Шрифт:
Хантер хитро улыбнулся. Незаметно подобрав с земли белую палочку, похожую на сигарету, Хантер сделал вид, что вытащил ее из кармана. Сунув конец палочки в рот, он протянул руку, чтобы взять из костра горящую ветку...
Снежок попал ему точнехонько в лоб.
– Вот ведь зануда какая, – Хантер вытер рукавом лицо. – Похоже, мне сегодня покурить не удастся.
Он прилег у костра и стал вспоминать о том, как в юности, странствуя по дороге, вот так же, много раз лежал у костра, смотрел в звездное небо и думал о том, что на свете нет более одинокого человека чем он.
Прошло больше двадцати лет. У него был дом, у него были деньги, у него было все. И вот, теперь, он это потерял. Снова костер, звездное небо и... одиночество? Нет, только не одиночество. Теперь у него есть ученик.
А деньги, дом – все это наживное.
Когда они покончат с черными магами...
Хантер повозился и сел. Сна не было ни в одном глазу. Христиан уже спал как убитый.
“Умаялся, – подумал Хантер. – Естественно, день-то сегодня был еще тот. И побегать пришлось. И драться, тоже. И вообще, хорошим этот день назвать нельзя.”
Он вспомнил запах горелого человеческого мяса и содрогнулся.
Вот такого с ним не было уже давно.
Послышался заунывный крик, больше всего похожий на предсмертный вой волка.
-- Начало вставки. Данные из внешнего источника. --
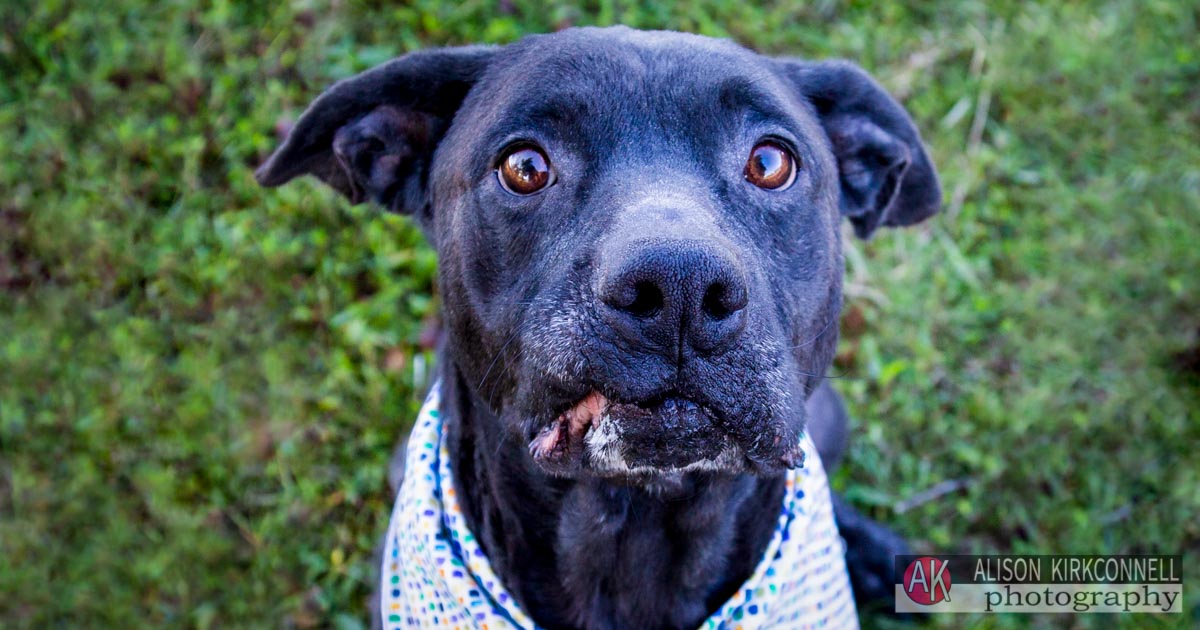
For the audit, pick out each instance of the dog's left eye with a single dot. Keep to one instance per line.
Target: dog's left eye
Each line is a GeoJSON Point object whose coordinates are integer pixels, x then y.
{"type": "Point", "coordinates": [771, 166]}
{"type": "Point", "coordinates": [525, 169]}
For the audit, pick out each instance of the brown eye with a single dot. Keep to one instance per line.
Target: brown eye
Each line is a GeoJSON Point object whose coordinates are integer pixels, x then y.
{"type": "Point", "coordinates": [771, 166]}
{"type": "Point", "coordinates": [525, 171]}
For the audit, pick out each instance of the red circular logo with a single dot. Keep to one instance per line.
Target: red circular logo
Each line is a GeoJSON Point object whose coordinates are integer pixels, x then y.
{"type": "Point", "coordinates": [927, 581]}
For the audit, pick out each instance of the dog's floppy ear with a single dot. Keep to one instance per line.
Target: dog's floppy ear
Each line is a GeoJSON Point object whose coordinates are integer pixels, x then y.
{"type": "Point", "coordinates": [371, 136]}
{"type": "Point", "coordinates": [887, 178]}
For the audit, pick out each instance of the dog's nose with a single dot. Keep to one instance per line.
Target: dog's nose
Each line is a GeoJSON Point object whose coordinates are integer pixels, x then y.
{"type": "Point", "coordinates": [677, 293]}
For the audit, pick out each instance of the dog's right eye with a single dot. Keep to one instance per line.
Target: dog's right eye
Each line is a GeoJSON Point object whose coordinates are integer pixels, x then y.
{"type": "Point", "coordinates": [525, 171]}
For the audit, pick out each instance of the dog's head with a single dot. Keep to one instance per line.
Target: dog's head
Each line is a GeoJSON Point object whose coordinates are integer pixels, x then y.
{"type": "Point", "coordinates": [637, 232]}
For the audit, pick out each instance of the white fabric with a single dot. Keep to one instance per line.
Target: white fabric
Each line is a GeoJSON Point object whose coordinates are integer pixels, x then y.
{"type": "Point", "coordinates": [436, 575]}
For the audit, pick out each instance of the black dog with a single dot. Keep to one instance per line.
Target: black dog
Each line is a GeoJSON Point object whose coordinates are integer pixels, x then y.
{"type": "Point", "coordinates": [642, 228]}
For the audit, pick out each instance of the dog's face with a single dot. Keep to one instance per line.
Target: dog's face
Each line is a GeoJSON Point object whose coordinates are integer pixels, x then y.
{"type": "Point", "coordinates": [637, 232]}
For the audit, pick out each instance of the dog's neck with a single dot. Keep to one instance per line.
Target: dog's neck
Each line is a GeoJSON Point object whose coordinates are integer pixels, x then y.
{"type": "Point", "coordinates": [597, 555]}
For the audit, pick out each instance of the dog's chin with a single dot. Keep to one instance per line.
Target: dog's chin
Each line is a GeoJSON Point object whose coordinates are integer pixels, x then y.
{"type": "Point", "coordinates": [652, 442]}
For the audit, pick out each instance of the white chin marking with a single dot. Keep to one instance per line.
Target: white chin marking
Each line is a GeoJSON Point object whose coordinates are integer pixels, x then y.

Тот кто не часто бывает в лесу, так бы и подумал. Но Хантер хорошо знал, что этот крик издает маленькая, серая птичка-покрикушка.
Он сунул было руку в карман, за сигаретой, потом вспомнил о гамадриаде и не стал ее вытаскивать. Через несколько секунд из кустов вылетел какой-то маленький предмет и устремился к нему.
Хантер поймал его и едва сдержал удивленный возглас. В руке у него был цветок, привязанный несколькими травинками к маленькому камешку.
“Что же это происходит? – подумал охотник. – Нет, этой лесной нимфе от меня что-то нужно.”
Он посмотрел в сторону кустов. Нимфа пряталась где-то в глубине. Он прекрасно видел в темноте, но даже это не помогало ему рассмотреть зеленокожую девушку.
“Может быть, сходить к ручью? – подумал Хантер. – Попить, сполоснуть лицо. Гамадриада не может далеко отходить от дерева в котором живет. Стало быть, к ручью она за мной не пойдет. Через час я вернусь. К этому времени она угомонится.”
Он уже было привстал, чтобы отправиться к ручью, но тут взгляд его упал на спящего мальчика.
Христиан! Его нельзя оставлять одного. Мало ли кто может шататься по ночному лесу? Какой-нибудь плотоядный динозавр, например. Он-то не посмотрит что сейчас очень мирная ночь преступной любви. Ему до этого совершенно нет дела...
“Ночь преступной любви, – вдруг подумал Хантер. – И дриада, которая не может отойти дальше чем на несколько десятков метров от дерева в котором живет. Так стало быть, она...”
Он еще раз посмотрел в сторону кустов. Из них послышался тихий, призывный смех.
“Нет, бред, полный бред, – покачал головой Хантер. – Она же не человек.”
Он повернулся спиной к кустам, выудил из кармана сигарету и осторожно ее прикурил. Криво ухмыльнувшись, он быстро сделал затяжку, потом вторую.
В спину ему ударил снежок, но Хантер даже не пошевелил ухом. Между третьей и четвертой затяжками прилетел еще один снежок. Охотник не обратил на него ни малейшего внимания.
Больше снежков не было.
Хантер докурил сигарету, выкинул окурок в костер и повернулся к кустам.
Ни звука, ни движения.
– Вот так-то, – пробормотал Хантер.
Он поразился, вдруг обнаружив в своем голосе нотки сожаления. Но как бы то ни было, дело было сделано. Похоже, лесная нимфа поставила на своих планах относительно него крест.
“Вот давно бы так, – подумал Хантер, снова укладываясь поудобнее у костра.”
Он лежал на боку. Живот его приятно согревало идущее от костра тепло. Огненная стена отгородила его от ночного леса, от кустов, в которых уже наверняка не было гамадриады. Конечно же она ушла спать.
Хантеру захотелось сходить в кусты и проверить там ли она, удостовериться что зеленокожая девушка и в самом деле отправилась отдыхать.
“Не надо, – сказал он самому себе. – Ничего не выйдет. Ты останешься лежать здесь, у костра и сейчас уснешь.”
Он и в самом деле стал засыпать.
Реальный мир кружился и уходил, вытесняемый сумрачным покрывалом сна, которое укутывало его, ласковое словно колыбельная матери, нежное словно первый майский ветерок, непреодолимое словно молчание мертвых.